If we can't agree on the fact that terrorists should not get their
hands on guns in our country, then it is a political shame on the parts
that are beholden to political interests.
Let's vote on the Zero Tolerance for Domestic Abusers Act, which
would prohibit individuals convicted of stalking or domestic abuse from
purchasing or owning a firearm; and let's vote on the bipartisan Public
Safety and Second Amendment Rights Protection Act, another bill of
Congressman Thompson, which would improve the criminal history records
systems, which would help our law enforcement and which would mandate
that all commercial gun sales utilize this background check system.
{time} 2030
It is not like we don't have ideas. It is not like we don't have a
path forward to curb gun violence in America. There is no one cure-all.
If we take a public health approach, if we reduce the risk of the
multifaceted aspects of gun violence, then we will reduce the risk of
gun violence. By reducing the risk of gun violence, we reduce the
incidence of gun violence in America.
Let us vote so that terrorists and violent criminals cannot access
firearms, so we can prevent another Orlando. Let us vote to end gun
violence to keep the American people safe.
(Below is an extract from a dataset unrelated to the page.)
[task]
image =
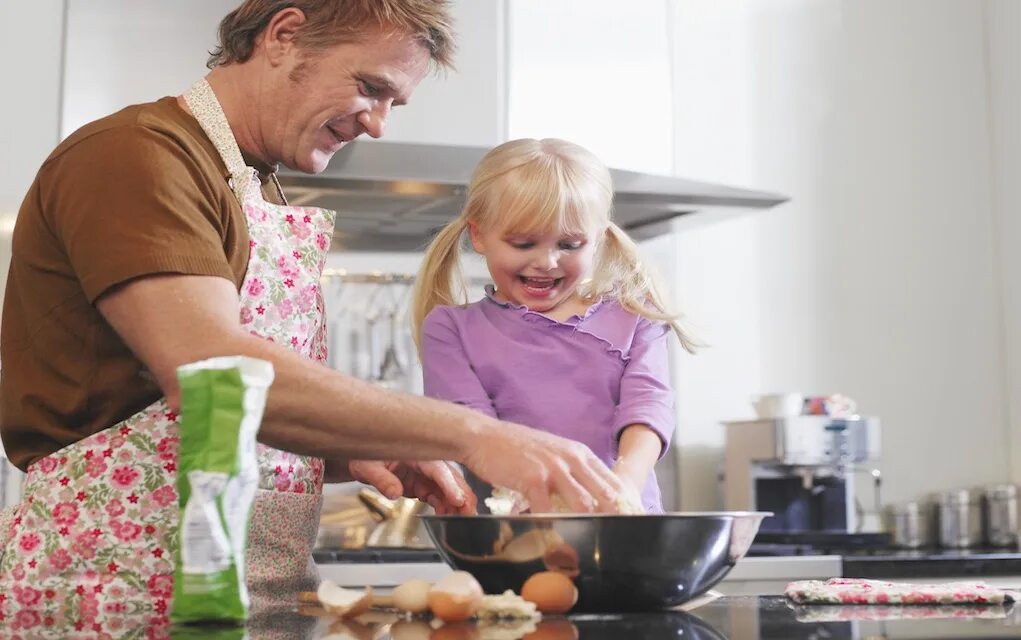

Mr. Speaker, I join my colleagues in calling for no bill and no
break.
Mr. THOMPSON of California. Mr. Speaker, I thank the gentleman from
California for his comments and for his service not only as a
distinguished Member of this body, but his time as a medical
professional. Sadly, he had to witness the carnage that comes about
because of gun violence. I applaud his effort to help us reduce gun
violence, to pass some commonsense laws that protect the Second
Amendment.
As I said earlier, as a gun owner and as a strong supporter of the
Second Amendment, I think that is absolutely necessary. I think it is
absolutely irresponsible for any gun owner to not stand up and be
counted when it comes to passing commonsense public safety measures,
such as no fly, no buy and background checks for the commercial sale of
firearms.
I thank my colleagues who joined with me this evening in this Special
Order. You heard from everyone who spoke that moments of silence are
not enough. We have had 30 moments of silence since the tragedy at
Sandy Hook. It is not enough.
[[Page H4047]]
We need to stop being silent, we need to speak up, and we need to do
our job. We need to show the courage that our constituents have placed
in us. We need to do our job to make sure that when parents send their
kids to school, they can be reasonably assured that their kids are
going to be safe. We need to do our job so that when people go into a
church to pray, they don't have to worry about some maniac coming in
and shooting them during their prayer hour. We need to do our job to
make sure that when people are relaxing and recreating in a club, or
wherever it might be, they can feel reasonably assured that their
Congress has taken steps to keep guns out of the hands of people who
are criminals and people who are dangerously mentally ill, domestic
abusers, or terrorists.
It is time to do our job. It is time to stop with the moments of
silence. It is time to stand up, show some courage, and pass some
commonsense, bipartisan gun violence prevention legislation.
I yield back the balance of my time.